Beyond those broad similarities and largely unified goal, a random walk through various white papers does bring out a few differences.
–Putting aside the hysteria that has infected much of the cryptocurrency world, ICOs initially had a legitimate reason to exit. The ICO was designed in part not just to make developers wealthy, but also to provide a base of funding to create open source software, which can be difficult to monetize. But a blockchain protocol called IMMLA, which had a successful ICO last year, spells out in its white paper how it would claim a percentage of every transaction on its blockchain protocol.
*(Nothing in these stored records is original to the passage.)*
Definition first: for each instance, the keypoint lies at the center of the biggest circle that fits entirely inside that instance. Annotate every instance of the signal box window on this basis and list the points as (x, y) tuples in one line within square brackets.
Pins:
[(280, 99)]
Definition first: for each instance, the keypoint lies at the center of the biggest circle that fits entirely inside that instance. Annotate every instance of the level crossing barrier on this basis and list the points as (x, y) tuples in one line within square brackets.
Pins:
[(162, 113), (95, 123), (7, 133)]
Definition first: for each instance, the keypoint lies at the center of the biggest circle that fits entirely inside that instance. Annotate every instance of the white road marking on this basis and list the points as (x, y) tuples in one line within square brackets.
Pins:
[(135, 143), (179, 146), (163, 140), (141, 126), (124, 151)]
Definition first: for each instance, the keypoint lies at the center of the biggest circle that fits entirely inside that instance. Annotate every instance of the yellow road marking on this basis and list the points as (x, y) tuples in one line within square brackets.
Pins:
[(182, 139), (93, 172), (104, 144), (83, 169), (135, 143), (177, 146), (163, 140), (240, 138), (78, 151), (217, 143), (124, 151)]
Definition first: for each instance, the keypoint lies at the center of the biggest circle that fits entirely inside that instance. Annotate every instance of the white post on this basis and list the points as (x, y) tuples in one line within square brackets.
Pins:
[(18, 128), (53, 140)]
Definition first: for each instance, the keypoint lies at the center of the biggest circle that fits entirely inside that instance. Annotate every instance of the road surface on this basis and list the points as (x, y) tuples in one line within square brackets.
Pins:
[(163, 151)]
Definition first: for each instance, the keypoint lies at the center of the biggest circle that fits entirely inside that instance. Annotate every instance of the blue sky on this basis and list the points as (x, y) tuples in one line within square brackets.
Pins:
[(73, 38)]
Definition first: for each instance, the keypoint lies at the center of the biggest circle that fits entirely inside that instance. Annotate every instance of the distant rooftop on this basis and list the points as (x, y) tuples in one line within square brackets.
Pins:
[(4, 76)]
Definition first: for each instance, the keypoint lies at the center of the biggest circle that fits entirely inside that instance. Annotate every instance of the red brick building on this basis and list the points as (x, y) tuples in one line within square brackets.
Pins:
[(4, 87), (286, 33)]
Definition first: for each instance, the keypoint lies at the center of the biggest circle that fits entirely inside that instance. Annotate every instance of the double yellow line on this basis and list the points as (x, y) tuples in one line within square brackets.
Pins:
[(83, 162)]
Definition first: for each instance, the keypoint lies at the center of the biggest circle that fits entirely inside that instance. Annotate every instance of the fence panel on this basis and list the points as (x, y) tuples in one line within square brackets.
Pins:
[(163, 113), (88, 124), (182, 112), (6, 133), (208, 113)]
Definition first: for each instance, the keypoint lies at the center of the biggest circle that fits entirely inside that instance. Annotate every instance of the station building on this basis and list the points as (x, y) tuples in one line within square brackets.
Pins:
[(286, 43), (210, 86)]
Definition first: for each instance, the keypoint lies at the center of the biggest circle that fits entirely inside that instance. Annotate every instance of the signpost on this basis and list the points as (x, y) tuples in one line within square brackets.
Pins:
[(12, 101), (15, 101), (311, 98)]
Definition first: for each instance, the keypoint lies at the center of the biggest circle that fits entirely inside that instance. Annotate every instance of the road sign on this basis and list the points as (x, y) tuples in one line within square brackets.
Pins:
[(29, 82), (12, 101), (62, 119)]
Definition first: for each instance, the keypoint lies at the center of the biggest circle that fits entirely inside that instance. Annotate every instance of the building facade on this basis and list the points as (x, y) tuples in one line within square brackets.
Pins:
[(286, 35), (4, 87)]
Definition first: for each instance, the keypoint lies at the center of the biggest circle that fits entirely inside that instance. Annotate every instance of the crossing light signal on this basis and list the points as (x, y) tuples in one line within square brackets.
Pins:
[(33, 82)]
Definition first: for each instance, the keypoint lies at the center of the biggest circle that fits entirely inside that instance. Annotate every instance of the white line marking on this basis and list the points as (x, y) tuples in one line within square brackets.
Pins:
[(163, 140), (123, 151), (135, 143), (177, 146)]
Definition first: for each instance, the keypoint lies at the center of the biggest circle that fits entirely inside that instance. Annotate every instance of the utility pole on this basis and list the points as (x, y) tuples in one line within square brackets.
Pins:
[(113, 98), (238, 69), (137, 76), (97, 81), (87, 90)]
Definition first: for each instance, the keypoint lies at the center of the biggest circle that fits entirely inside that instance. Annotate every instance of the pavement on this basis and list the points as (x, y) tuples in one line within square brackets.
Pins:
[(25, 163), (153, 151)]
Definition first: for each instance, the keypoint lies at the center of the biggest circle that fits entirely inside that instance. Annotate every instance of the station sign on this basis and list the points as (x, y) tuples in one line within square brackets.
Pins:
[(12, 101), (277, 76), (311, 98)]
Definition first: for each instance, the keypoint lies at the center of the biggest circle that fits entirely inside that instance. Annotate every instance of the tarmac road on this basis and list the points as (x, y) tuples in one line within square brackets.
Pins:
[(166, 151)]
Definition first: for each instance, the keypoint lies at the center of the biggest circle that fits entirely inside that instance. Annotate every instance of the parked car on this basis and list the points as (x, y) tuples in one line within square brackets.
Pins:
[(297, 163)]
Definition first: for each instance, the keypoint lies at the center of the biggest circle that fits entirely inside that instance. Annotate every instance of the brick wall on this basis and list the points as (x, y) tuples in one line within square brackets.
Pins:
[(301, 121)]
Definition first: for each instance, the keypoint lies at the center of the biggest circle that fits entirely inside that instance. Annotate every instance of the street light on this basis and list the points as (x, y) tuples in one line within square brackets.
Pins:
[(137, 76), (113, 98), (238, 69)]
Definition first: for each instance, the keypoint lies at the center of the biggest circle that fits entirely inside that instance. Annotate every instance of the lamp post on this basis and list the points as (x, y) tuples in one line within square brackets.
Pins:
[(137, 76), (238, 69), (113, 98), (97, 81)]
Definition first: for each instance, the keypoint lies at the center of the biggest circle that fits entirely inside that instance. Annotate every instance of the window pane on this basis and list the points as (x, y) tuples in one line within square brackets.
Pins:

It said that IMMLA would take 1% from any financial transaction completed on its platform, estimates that it would “occupy” at least 1% of what it calls “global cargo transportation services.” “Thus, financial transactions via IMMLA will be at the level of 1% * $1 trillion = $10 billion per year. Revenue: 1% of these transactions = $100 million per year.” IMMLA also says its revenue would be provided by “Other third-party and built-in paid services: advertising, analytics, banking services, accounting services, arbitration, insurance, customs clearance, etc.”
What it doesn’t mention, but which some blockchain protocols have projected as a source of revenue, would be to build the support network for the software that runs the platform. Still, the IMMLA revenue projections were more specific than what was found in most white papers, which generally had revenue projections only on what the ICO would bring, but not on any continuing businesses.
What about brokers?
–The role of brokers: two separate white papers have very different takes on the future role of brokers in a world where distributed ledger technology is deeply embedded in the supply chain. Conventional wisdom is that DLT, being a technology that would disrupt intermediaries, would be devastating if not fatal to the voice brokerage industry.
ShipChain’s white paper sums up this view: “The ShipChain blockchain will supplant the need for brokers by allowing carriers the ability to find shipments and intelligently route their team for multimodal transportation based on factors such as distance, traffic, weather conditions, fuel use and more.”
But the Fr8 proposal views brokers as still important in a market where Fr8’s protocol becomes dominant. “Fr8 doesn’t want to eliminate brokers entirely – quite the contrary,” it writes in its white paper. “We believe individual brokers will exist in the marketplace as representatives of shippers or carriers, much as they do today. But we want to give every broker access to the tools and information they need to operate effectively and capture the full rewards for their hard work. Today’s brokers exist primarily as liaisons of relationships. Now independent brokers can enter the Fr8 ecosystem as enablers–a critical asset for optimizing our network of shippers and carriers.”